Tidak ingin terlihat aneh, saya berjalan menundukan kepala dan tentu terdiam sepanjang jalan. Untungnya jarak ke gedung tempat kantor saya berada, tidak jauh. Sesampainya di Lobby Gedung Angkasa, saya mengembalikan payung tersebut kepada Raka, nama remaja ojek payung tersebut. Saya bergegas mengambil dompet untuk memberikan upahnya. Saya mengeluarkan selembar uang lima puluh ribu dari dompet saya dan memberikan kepadanya.
"Yah kak, kakak orang pertama hari ini. Saya belum punya kembalian.
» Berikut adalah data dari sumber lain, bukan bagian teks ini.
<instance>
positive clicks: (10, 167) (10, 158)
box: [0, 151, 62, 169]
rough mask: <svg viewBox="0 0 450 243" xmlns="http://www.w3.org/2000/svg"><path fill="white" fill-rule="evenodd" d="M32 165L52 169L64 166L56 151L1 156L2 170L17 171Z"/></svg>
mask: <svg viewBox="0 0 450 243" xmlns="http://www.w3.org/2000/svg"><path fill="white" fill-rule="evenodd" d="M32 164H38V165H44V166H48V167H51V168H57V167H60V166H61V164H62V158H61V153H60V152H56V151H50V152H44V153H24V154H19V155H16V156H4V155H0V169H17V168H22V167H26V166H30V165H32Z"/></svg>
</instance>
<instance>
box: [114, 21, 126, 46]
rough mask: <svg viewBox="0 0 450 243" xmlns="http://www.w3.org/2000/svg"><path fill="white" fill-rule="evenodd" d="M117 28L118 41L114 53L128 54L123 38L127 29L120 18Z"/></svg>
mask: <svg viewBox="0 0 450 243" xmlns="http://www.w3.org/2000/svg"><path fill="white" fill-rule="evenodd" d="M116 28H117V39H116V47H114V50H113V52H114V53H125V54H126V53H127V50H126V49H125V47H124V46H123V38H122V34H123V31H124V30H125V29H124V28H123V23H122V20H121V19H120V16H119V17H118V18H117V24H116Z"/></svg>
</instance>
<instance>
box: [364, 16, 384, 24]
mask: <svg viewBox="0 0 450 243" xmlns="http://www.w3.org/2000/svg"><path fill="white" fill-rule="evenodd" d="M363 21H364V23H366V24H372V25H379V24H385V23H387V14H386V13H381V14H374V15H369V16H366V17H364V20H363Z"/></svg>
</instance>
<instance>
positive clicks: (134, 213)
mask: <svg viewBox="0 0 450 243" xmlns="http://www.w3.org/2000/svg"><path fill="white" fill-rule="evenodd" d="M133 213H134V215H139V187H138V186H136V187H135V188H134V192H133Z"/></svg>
Gak ada lima ribu aja kak?" Ucapnya kepada saya sambil menolak uang lima puluh ribu saya.
"Gak ada, gak apa-apa ambil aja buat tambahan kamu nabung." Sesungguhnya, saya punya empat lembar uang lima ribuan, tapi sepertinya benar, bahwa hujan mendatangkan berkah dan kebaikan seperti malaikat yang berhasil menang dari setan pagi ini di hati saya.
"Bener kak?" Tanyanya tidak percaya dan dengan mata yang bersinar.
"Iya ambil aja."
"TERIMA KASIH BANYAK KAK. TERIMA KASIH BANYAK YA KAK. SEMOGA KAKAK BAHAGIA SELALU DAN DILANCARKAN REJEKINYA. TERIMA KASIH BANYAK YA KAK." Ucap Raka menggebu-gebu seperti sedang mendapatkan hadiah lima puluh juta secara cuma-cuma.
Saya pun tersenyum dan terburu-buru berjalan masuk ke dalam gedung, karena sepertinya air mata sudah ingin tumpah dari tempatnya. Bahagia selalu? Saya teringat doanya, doa yang jarang sekali saya panjatkan namun pagi ini diucapkan oleh seorang anak remaja yang bahkan saya ragu ia sudah mengerti arti kata bahagia.
Tunggu... sepertinya saya yang terlalu rumit mengartikan kata bahagia, karena baginya bahagia hanya sesederhana menerima uang lima puluh ribu yang untuk saya hanya senilai satu gelas kopi di siang hari. Iya, ternyata bahagia tidak pernah serumit yang saya pikirkan.
Ditulis dengan imajinasi dalam rangka #30DaysWritingChallenge hari ke sembilan dengan tema Happiness. Bagi saya sendiri, bahagia sesederhana pada akhirnya kamu dan saya berada pada perasaan yang sama.